Verslag paddenstoelenexcursie
door Theo van de Graaf



Op 18 oktober 2014 vond er een paddenstoelenexcursie plaats met een gezellige en geïnteresseerde groep van elf deelnemers onder leiding van Jaap Veneboer. De excursie startte in Havelterberg en voerde door het waterwingebied op de Bisschopsberg. Het resultaat overtrof ons aller verwachtingen. Onderweg naar het doelgebied vertelde Jaap dat hij twee dagen eerder het gebied verkend had en daarbij wel 55 soorten had gevonden. Dat aantal overtroffen we tijdens de excursie ruimschoots. Ik deed mijn best om alles te noteren wat Jaap kon benoemen en kwam daarbij tot 82 soorten. Dat wil niet zeggen dat we ook zoveel soorten zagen. In werkelijkheid waren het er nog meer, omdat zelfs Jaap af en toe moest zeggen dat hij het niet precies wist. Paddenstoelen vormen een moeilijke materie en veel soorten zijn eigenlijk alleen met zekerheid te benoemen als je ze onder de microscoop legt. Jaap viel dus niets te verwijten, integendeel, hij kon een indrukwekkend aantal vlot benoemen. Wat zagen we zoal?

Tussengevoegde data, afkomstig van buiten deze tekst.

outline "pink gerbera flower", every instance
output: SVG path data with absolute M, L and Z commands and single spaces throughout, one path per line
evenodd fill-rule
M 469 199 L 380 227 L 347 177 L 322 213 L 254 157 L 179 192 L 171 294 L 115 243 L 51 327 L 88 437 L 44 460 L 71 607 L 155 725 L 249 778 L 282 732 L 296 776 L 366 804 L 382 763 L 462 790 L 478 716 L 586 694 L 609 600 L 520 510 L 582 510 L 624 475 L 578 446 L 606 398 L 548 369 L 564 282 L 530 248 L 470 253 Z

   Na enkele honderden meters voerde Jaap ons mee van het pad af het bos in. We kwamen uit bij een dikke dode boomstam, een stomp van enkele meters hoog. De stam was begroeid met paardenhoefvormige echte tonderzwammen in vele kleurtinten grijs. Daaronder zagen we platte tonderzwammen met hun typische kaneelkleur op de bovenkant. Dichtbij de rechtopstaande stam lag er een die omgezaagd was. Van enige afstand leek deze stam bovenop bedekt te zijn met een dun laagje stuifsneeuw. Dat kon niet waar zijn, het was minstens 15 graden boven nul. Toen we de “stuifsneeuw” van dichtbij bekeken werd onze indruk van sneeuw nog eens bevestigd, omdat de structuur wel leek op die van sneeuwkristallen met piepkleine vingertjes die naar alle kanten werden uitgestoken. De vergelijking met sneeuw ging nog verder. Toen we een vinger legden op het witte goedje smolt het weg als sneeuw voor de zon. Er restte nog slechts een vochtig glinsterend laagje. Natuurlijk hadden we niet te maken met sneeuw of ijs, maar met een schimmel, een paddenstoel dus eigenlijk. Het ging hier om het gewoon ijsvingertje.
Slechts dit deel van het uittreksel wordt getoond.